Two identical sinusoidal waves with wavelengths of 6.00 m travel in the same direction at a speed of 2.00 m/s. The second wave originates from the same point as the first, but at a later time. Determine the minimum possible time interval between the starting moments of the two waves if the amplitude of the resultant wave is the same as that of each of the two initial waves.

any help with this problem would be great.

thanks

 

[cookiemonster]

If the sum of the waves is to have the same amplitude as each individual wave, then its coefficient must be 1. That means that it is a shifted sine wave. For convenience, let the first wave be positioned such that it's mathematical representation is sin(x). Then the second wave is simply shifted in phase.

We essentially have two variables running around. We have the phase of the second original wave and we have the phase of the resultant wave. Let a = the phase of the second original wave and let r be the phase of the resultant wave.

Let us make an expression for the sum of the two original waves.

sin(x) + sin(x + a)

using some trig formulas

sin(x) + [sin(x)cos(a) + cos(x)sin(a)]
[1 + cos(a)]sin(x) + cos(x)sin(a)

now, in order for this wave to have the same amplitude, it must be able to be represented as a shifted sine wave of coefficient 1, i.e.

sin(x + r)

expand

sin(x)cos(r) + cos(x)sin(r)

We want this to be equal to the sum of the two original waves, so

sin(x)cos(r) + cos(x)sin(r) = [1 + cos(a)]sin(x) + cos(x)sin(a)

this equation is only true if the coefficients on both sides of the equation of sin(x) and cos(x) are equal, so this yields the system of equations

cos(r) = 1 + cos(a)
and
sin(r) = sin(a)

which must be solved in order to get the answer.

cookiemonster

 

[M98Ranger]

To solve this problem, we first need to understand the concept of superposition. When two waves with the same frequency and wavelength travel in the same direction, their amplitudes add together to create a resultant wave.

In this problem, we have two identical waves with a wavelength of 6.00 m and a speed of 2.00 m/s. This means that the frequency of each wave is 2.00/6.00 = 1/3 Hz.

To find the minimum possible time interval between the starting moments of the two waves, we need to consider the phase difference between them. Since the two waves originate from the same point, we can assume that they are in phase at the starting point. This means that the phase difference between them at any other point will depend on their wavelength and the distance traveled.

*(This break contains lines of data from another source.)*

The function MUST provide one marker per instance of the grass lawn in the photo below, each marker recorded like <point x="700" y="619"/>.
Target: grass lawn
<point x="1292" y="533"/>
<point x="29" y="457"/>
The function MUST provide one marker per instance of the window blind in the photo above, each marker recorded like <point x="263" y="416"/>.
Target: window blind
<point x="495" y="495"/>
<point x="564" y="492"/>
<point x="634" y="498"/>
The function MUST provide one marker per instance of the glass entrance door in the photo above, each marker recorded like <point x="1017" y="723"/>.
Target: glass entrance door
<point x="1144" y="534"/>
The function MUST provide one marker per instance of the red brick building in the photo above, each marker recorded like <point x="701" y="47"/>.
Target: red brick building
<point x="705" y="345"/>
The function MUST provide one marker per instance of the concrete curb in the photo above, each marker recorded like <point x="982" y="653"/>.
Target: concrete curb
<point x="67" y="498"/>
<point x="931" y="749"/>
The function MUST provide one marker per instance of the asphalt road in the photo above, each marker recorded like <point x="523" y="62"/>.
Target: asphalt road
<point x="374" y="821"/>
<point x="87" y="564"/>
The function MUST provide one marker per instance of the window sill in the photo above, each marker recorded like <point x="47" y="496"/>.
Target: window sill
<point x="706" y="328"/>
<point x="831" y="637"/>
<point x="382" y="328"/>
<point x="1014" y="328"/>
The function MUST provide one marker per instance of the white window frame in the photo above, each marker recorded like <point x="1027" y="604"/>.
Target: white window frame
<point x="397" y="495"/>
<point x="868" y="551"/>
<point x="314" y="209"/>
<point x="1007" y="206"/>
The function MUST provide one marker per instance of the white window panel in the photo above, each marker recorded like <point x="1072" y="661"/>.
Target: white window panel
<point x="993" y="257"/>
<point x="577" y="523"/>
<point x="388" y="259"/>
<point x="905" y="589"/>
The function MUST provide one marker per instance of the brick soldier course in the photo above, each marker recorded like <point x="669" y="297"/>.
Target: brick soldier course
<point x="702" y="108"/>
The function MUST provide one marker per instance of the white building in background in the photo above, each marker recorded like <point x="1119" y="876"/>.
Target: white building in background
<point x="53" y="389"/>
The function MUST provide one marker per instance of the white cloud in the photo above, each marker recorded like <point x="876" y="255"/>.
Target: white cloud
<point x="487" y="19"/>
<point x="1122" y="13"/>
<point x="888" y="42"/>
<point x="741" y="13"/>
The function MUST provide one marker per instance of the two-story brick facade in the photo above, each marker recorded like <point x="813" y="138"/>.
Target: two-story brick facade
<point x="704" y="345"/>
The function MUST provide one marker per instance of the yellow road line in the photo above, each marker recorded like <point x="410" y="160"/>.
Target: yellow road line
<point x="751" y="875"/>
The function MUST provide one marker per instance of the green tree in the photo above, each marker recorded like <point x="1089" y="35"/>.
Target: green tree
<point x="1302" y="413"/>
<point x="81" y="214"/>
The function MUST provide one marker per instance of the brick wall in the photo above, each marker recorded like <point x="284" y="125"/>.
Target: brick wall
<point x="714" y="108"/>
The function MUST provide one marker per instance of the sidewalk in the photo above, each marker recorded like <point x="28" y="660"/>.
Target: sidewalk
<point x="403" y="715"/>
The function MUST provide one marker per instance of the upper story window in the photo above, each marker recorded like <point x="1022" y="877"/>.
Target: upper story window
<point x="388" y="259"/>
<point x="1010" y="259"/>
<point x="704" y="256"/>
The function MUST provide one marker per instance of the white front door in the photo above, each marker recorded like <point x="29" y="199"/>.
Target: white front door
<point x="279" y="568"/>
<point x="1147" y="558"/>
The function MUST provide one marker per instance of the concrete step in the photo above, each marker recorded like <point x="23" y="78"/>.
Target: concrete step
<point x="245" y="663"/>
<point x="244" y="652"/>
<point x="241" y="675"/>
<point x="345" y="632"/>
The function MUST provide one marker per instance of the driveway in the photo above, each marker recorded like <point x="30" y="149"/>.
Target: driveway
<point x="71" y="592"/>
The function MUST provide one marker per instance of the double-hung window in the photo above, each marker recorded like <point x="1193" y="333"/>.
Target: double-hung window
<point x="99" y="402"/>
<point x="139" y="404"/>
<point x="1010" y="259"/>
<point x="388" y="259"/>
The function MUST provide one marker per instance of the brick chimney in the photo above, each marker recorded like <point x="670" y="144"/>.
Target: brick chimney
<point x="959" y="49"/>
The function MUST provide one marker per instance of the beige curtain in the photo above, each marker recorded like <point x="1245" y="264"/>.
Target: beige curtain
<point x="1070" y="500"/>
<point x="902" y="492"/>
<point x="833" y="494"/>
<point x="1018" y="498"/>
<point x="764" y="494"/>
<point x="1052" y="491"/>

Let's consider the point where the second wave starts. The first wave would have traveled a distance of 2.00 m/s x t, where t is the time interval between the starting moments of the two waves. The second wave would have traveled a distance of 6.00 m in the same time interval. This means that the phase difference between the two waves at this point is given by 2π(6.00 m - 2.00 m/s x t)/6.00 m = 2π(1 - t/3).

For the resultant wave to have the same amplitude as the initial waves, the phase difference between them must be either 0 or π. This means that the minimum possible time interval t is when the phase difference is π, which gives us 2π(1 - t/3) = π. Solving for t, we get t = 2.00 s.

Therefore, the minimum possible time interval between the starting moments of the two waves is 2.00 seconds. This means that the second wave must start 2.00 seconds after the first wave in order for the resultant wave to have the same amplitude as the initial waves.

I hope this helps you solve the problem. If you have any further questions, feel free to ask. Good luck with your homework!